Treatment with AUY922 inhibits chaperone association of JAK2 with hsp90 in MPN cells
Previous reports have shown that AUY922 tightly binds to the amino-terminal, nucleotide-binding site of hsp90 and inhibits the chaperone association of hsp90 with its client proteins (25–27). Therefore, we determined the effect of AUY922 on the binding of hsp90 to JAK2-V617F in HEL92.1.7 and UKE-1 cells. Figure 3A shows that JAK2-V617F coimmunoprecipitated with hsp90 in both cell lines. Also, AUY922 treatment dose dependently inhibited the levels of JAK2-V617F in the coimmunoprecipitates with hsp90, regardless of whether the immunoprecipitates were pulled down with the anti-JAK2 or anti-hsp90 antibody (Fig. 3A). To determine whether AUY922-mediated disruption of the chaperone association between JAK2-V617F and hsp90 results in proteasomal degradation of JAK2-V617F, we determined the effect of cotreatment with a proteasomal inhibitor on AUY922-mediated decline in the levels of JAK2-V617F. As shown in Fig. 3B, cotreatment with bortezomib restored AUY922-mediated decline in the levels of JAK2-V617F. The shorter, 4-hour exposure interval for AUY922 was chosen because longer exposures caused considerable cytotoxicity in HEL92.1.7 cells. Similar restoration of levels of another hsp90 client protein, c-RAF1, was also observed, following cotreatment with AUY922 and bortezomib (Fig. 3B). We next determined the rate of recovery of expression of hsp90 client proteins in HEL cells, noted previously, following withdrawal of AUY922, As shown in Fig. 3C, levels of JAK2-V617F, p-STAT5, p-STAT3, p-AKT, AKT, and p-ERK1/2 steadily recovered between 4 and 24 hours after the withdrawal of AUY922 from the culture medium. In contrast, AUY922-induced hsp70 levels remained elevated in HEL cells for 24 hours after the withdrawal of AUY922 (Fig. 3C).

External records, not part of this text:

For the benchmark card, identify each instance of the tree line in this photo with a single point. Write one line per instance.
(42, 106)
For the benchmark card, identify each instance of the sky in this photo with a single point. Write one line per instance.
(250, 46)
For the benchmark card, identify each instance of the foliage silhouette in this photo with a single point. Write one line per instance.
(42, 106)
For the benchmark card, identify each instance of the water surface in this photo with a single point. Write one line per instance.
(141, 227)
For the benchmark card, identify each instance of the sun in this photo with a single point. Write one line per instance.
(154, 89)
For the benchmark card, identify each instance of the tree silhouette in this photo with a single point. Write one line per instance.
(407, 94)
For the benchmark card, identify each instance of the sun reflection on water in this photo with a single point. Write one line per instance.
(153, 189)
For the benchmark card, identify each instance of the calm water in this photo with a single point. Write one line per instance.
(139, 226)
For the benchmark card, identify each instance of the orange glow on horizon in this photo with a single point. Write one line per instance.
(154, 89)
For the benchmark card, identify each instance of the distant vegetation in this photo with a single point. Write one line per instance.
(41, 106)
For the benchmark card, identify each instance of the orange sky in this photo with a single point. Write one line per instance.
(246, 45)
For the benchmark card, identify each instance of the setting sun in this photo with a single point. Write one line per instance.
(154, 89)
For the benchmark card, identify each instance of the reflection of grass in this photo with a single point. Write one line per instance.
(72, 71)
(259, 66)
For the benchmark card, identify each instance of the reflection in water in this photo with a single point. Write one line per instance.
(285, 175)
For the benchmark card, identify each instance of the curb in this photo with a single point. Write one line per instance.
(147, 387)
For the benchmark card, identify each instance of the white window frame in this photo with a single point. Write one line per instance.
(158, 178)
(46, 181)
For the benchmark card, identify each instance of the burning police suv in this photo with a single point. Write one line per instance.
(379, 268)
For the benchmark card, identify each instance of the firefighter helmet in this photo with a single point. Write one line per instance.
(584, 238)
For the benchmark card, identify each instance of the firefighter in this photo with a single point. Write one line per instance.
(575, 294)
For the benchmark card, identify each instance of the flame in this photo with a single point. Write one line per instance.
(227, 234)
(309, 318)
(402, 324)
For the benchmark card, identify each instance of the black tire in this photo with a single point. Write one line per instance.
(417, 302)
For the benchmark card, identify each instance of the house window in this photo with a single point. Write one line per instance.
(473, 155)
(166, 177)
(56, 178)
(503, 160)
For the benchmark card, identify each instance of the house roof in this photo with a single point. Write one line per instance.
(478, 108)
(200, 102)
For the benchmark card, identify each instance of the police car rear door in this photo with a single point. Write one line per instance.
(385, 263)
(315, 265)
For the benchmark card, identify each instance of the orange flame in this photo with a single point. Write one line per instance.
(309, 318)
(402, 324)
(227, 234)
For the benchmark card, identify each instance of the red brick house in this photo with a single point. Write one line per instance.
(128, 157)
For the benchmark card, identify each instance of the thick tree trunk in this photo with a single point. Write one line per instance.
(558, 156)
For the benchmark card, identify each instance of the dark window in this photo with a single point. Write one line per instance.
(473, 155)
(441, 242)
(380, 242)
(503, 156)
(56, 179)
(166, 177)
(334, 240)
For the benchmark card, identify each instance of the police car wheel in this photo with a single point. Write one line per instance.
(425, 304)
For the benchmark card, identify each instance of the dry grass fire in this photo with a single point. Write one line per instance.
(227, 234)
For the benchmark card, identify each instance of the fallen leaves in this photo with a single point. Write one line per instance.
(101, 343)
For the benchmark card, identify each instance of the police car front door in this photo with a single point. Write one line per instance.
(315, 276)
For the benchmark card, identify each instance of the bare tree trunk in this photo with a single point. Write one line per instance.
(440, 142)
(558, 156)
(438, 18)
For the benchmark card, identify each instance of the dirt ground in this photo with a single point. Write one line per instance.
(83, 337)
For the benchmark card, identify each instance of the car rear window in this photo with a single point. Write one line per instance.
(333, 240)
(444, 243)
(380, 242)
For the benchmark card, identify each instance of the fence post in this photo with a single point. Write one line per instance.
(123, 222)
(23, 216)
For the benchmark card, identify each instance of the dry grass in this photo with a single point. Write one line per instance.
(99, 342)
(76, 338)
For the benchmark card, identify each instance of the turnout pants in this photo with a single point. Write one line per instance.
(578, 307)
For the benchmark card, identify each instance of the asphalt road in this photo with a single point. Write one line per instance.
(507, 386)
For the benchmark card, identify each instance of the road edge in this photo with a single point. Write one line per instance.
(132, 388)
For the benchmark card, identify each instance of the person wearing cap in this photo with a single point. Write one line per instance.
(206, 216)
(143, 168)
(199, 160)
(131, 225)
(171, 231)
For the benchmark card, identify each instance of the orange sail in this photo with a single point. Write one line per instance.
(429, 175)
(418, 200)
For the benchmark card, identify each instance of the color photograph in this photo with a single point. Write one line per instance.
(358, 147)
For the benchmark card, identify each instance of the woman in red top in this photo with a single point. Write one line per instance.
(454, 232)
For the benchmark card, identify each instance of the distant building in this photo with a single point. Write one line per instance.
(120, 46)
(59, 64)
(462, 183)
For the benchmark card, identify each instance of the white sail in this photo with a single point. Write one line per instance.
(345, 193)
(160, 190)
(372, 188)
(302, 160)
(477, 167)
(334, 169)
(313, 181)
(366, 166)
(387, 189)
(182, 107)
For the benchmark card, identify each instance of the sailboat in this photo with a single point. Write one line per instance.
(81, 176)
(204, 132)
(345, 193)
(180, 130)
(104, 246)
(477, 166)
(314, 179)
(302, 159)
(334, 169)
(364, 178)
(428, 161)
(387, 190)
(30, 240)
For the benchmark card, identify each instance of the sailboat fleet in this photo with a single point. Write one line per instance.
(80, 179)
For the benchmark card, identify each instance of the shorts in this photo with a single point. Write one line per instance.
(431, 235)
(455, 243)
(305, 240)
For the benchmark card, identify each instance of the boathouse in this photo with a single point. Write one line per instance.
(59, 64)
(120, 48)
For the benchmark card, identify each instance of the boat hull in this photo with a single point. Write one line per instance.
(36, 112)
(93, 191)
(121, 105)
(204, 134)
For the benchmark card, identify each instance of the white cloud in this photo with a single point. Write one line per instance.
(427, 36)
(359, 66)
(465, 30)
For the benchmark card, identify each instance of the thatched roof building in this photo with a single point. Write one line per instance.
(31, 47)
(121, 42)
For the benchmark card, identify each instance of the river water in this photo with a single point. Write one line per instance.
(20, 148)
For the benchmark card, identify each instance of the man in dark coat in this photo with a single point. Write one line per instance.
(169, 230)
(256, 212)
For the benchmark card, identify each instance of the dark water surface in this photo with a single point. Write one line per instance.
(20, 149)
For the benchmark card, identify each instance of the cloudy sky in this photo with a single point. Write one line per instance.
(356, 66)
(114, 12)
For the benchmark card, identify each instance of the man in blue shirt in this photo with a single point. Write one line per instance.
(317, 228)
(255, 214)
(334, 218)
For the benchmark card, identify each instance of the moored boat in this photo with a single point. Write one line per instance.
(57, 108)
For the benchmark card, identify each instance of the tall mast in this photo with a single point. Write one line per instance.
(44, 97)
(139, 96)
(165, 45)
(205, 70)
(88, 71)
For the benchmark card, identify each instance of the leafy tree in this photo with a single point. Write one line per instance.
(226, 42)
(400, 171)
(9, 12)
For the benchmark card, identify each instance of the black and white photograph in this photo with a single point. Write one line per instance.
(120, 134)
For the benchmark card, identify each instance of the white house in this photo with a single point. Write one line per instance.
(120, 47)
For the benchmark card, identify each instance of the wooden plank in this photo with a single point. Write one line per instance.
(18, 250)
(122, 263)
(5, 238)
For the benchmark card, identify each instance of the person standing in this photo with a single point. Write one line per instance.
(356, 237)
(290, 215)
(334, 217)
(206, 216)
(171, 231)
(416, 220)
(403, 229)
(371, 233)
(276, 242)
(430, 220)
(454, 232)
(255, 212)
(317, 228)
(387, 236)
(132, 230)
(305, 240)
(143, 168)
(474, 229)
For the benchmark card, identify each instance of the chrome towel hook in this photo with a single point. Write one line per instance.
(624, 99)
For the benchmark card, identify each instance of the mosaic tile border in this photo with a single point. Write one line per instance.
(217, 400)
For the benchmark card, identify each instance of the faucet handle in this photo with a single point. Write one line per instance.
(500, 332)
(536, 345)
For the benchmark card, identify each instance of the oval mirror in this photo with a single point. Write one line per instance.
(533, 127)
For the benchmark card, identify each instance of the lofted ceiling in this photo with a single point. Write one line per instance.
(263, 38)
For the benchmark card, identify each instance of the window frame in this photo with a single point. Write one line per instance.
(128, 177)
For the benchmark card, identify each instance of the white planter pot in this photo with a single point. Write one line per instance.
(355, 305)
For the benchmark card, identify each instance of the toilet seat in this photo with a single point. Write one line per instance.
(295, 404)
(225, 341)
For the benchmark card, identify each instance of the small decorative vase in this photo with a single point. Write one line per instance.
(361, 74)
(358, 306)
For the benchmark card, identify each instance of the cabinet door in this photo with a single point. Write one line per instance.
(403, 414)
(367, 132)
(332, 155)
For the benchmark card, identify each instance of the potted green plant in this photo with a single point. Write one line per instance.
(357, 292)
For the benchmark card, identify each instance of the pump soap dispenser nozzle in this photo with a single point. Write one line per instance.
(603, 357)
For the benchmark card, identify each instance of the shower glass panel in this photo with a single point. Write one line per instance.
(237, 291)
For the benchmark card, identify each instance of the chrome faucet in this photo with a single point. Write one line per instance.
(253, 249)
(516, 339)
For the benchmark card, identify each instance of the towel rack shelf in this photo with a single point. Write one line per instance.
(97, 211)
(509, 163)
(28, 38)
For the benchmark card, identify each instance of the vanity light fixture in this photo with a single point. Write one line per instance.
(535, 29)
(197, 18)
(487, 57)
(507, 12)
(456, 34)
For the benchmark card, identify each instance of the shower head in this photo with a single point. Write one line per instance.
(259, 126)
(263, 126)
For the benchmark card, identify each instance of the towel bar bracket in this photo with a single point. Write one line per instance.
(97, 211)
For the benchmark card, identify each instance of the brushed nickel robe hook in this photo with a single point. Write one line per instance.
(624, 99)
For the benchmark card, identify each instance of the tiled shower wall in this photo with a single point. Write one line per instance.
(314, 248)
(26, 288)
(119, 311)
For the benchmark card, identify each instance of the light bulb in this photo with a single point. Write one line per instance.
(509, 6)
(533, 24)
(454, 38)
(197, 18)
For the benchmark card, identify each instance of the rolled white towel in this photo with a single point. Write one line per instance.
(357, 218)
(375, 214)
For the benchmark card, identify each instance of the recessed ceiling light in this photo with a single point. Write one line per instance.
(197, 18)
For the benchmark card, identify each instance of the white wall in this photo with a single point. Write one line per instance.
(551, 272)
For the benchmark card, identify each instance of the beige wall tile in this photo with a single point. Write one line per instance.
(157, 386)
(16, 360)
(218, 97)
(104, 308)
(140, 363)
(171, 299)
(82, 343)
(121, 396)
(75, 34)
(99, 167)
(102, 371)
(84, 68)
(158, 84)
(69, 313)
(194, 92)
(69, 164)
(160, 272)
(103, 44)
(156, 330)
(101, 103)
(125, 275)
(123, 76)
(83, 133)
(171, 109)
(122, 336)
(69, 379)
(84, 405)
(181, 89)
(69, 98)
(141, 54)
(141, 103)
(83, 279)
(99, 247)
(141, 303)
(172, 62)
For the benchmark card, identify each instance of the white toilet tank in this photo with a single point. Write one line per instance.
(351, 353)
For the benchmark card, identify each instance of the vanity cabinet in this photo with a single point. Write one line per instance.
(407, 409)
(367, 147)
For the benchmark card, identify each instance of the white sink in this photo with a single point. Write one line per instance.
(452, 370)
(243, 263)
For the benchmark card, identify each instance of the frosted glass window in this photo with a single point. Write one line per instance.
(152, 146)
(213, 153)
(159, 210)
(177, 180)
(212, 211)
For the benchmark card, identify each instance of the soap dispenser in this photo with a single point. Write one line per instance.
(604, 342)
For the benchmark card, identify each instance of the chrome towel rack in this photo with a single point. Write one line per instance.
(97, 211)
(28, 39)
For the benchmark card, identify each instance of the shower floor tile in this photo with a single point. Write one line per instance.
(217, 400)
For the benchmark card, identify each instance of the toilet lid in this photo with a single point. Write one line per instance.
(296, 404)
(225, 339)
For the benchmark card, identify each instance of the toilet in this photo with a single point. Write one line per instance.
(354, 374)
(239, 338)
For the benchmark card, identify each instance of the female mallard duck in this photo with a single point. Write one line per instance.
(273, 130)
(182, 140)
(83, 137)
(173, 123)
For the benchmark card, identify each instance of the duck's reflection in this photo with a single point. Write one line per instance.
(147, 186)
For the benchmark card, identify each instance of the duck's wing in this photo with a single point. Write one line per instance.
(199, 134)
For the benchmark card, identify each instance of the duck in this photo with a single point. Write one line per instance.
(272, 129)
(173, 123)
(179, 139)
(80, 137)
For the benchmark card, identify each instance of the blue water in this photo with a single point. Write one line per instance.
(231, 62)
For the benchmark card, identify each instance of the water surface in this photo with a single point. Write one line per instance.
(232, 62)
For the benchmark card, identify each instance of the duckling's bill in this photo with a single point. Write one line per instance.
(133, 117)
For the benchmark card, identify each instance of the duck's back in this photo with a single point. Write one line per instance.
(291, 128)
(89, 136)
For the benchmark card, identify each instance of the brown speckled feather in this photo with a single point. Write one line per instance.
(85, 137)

Cotreatment with AUY922 enhances TG101209-mediated inhibition of JAK2-V617F signaling and apoptosis
We next determined the effects of cotreatment with AUY922 on TG101209-induced apoptosis in the mouse and human HPCs expressing JAK2-V617F. First, as previously reported (14), TG101209 dose dependently induced apoptosis of Ba/F3-JAK2-V617F but not Ba/F3-EpoR cells (Fig. 4A). Figure 4A also shows that cotreatment with a concentration of AUY922 as low as 10 nmol/L significantly increased TG101209 (200 or 500 nmol/L)-induced apoptosis of Ba/F3-JAK2-V617F but not Ba/F3-hEpoR cells (P < 0.01; Fig. 4A). Treatment with 10 nmol/L AUY922 was ineffective against Ba/F3-JAK2-V617F cells. As compared with each agent alone, cotreatment with AUY922 and TG101209 also induced significantly more apoptosis of HEL92.1.7 and UKE-1 cells (Fig. 4B and C). This effect was evident at a relatively higher level of AUY922 in HEL92.1.7 than in UKE-1 cells (Fig. 4B). Cotreatment with AUY922 and TG101209 induced synergistic apoptotic effects in HEL92.1.7 and UKE-1 cells, following evaluation of the CIs through isobologram analyses (Fig. 5A). Combined treatment with 17-AAG and TG101209 also synergistically induced apoptosis of HEL92.1.7 cells (Fig. 5B). We next determined the effect of treatment with AUY922 and/or TG101209 on the levels of JAK2-V617F and the downstream signaling proteins in HEL92.1.7 cells. Figure 5C shows that as compared with each agent alone, cotreatment with AUY922 and TG101209 caused greater depletion of p-JAK2, JAK2, p-STAT5, p-STAT3, p-AKT, AKT p-ERK1/2, and Bcl-xL in HEL cells and greater induction of PARP cleavage. However, cotreatment with TG101209 did not increase AUY922-mediated induction of hsp70 levels in HEL cells (Fig. 5C). Similar effects of the combination were observed in UKE-1 cells (data not shown).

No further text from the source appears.